It was supposed to be the rematch of the millennium, round two of the great face-off between Jacob Zuma and the Economic Freedom Fighters. It happened yesterday and, sadly, it turned out to be a damp squib.
For those who came in late, Zuma and the Julius Malema-led Freedom Fighters have been tooth-and-nailing it for months now over when the South African president is going to pay back the money spent on upgrading his private home in KwaZulu-Natal. The last time the sides met, there was an almighty row with fisticuffs and the suspension of MPs.
Yesterday Zuma showed up in parliament for one of his statutory question and answer sessions and the Economic Freedom Fighters duly popped the question.
Zuma was waiting for them. He said he would not pay back any money spent on his Nkandla residence until a "determination" was made on the matter.
The president described the question as "premature" and ahead of the parliamentary process dealing with the matter.
"The public protector has not said pay back the money," according to Zuma. "The public protector has said [...] where there is undue benefit to the family or myself, she thinks this money might be paid back. But this should be determined by the minister of police.
"That determination has not been made. Why do you say I should pay back the money? You don’t even know how much," the president said, to loud applause from ruling party benches.
Well, in case it helps Mr President, we can tell you that a total of 17 million euros of public money was used to build your swimming pool, theatre, cattle enclosure and chicken coop. All as part of a security upgrade. Which may make Jacob Zuma's chickens the safest beasts on the planet. But won't, in the long run, save them from the pot.
The Kenyan Standard reports that Joseph Boinett was sworn in as the second inspector general of police in Kenya’s history yesterday
Boinett pledged to serve Kenyans without discrimination.
Elsewhere in the Standard, news that a state-of-the-art database will leave Kenyans with nowhere to hide.
President Uhuru Kenyatta yesterday launched the Integrated Population Registration System.
According to the Standard, the system will capture critical data of all Kenyans and foreigners residing in Kenya, including refugees.
Through the platform all crucial documents such as birth certificates, national identity cards, passports, Kenya Revenue Authority tax status, National Health Insurance Fund and National Social Security Fund information will be accessible at the click of a button.
The main story in the Daily News in Egypt reports that a Cairo court yesterday set 31 March as the date for a verdict in the case of the 68 protesters arrested in downtown Cairo on the fourth anniversary of the January revolution.
Defence lawyers told the court that police procedures had not been followed during the protests and that several of the arrests were illegal. No police records exist which would allow lawyers, prosecution authorities or even the court to identify the security officials who made the arrests. Police statements are contradictory regarding the time and location of arrests.
Charges in the case include illegal public assembly, thuggery and violence and assaulting security officers.
One of the accused is Mohamed Douma, a leading figure in the revolution that forced former president Hosni Mubarak to step down.
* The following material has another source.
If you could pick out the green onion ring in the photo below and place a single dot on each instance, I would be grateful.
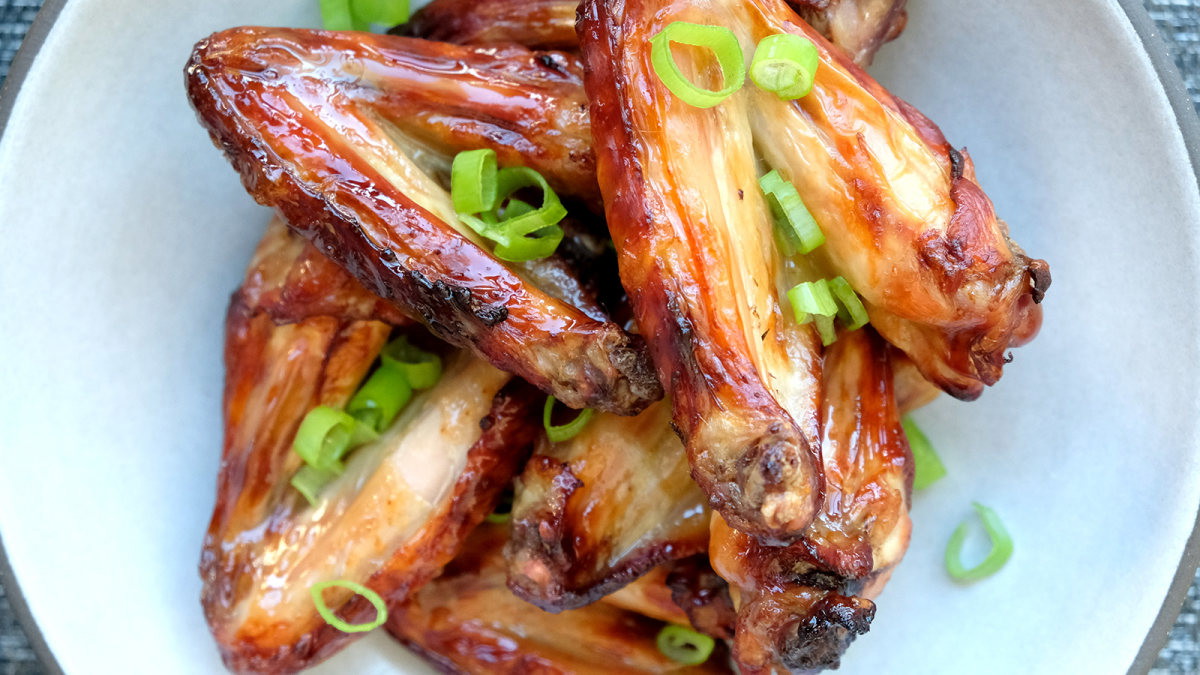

The Ugandan Daily Monitor reports that an American was yesterday charged in Lira Magistrate’s court with holding an illegal public meeting contrary to provisions of the Public Order Management Act.
The accused, Phil Wilmot, is the founder of Solidarity Uganda, a human rights and peace organisation.
The prosecution claims that on 6 December 2014 Wilmot and others still at large, without notifying the inspector general of police, organised a public meeting at Upcountry Guest House in Lira municipality, where they allegedly recruited people into activism.
Phil Wilmot denies the charges and is to appear in court again on 24 March.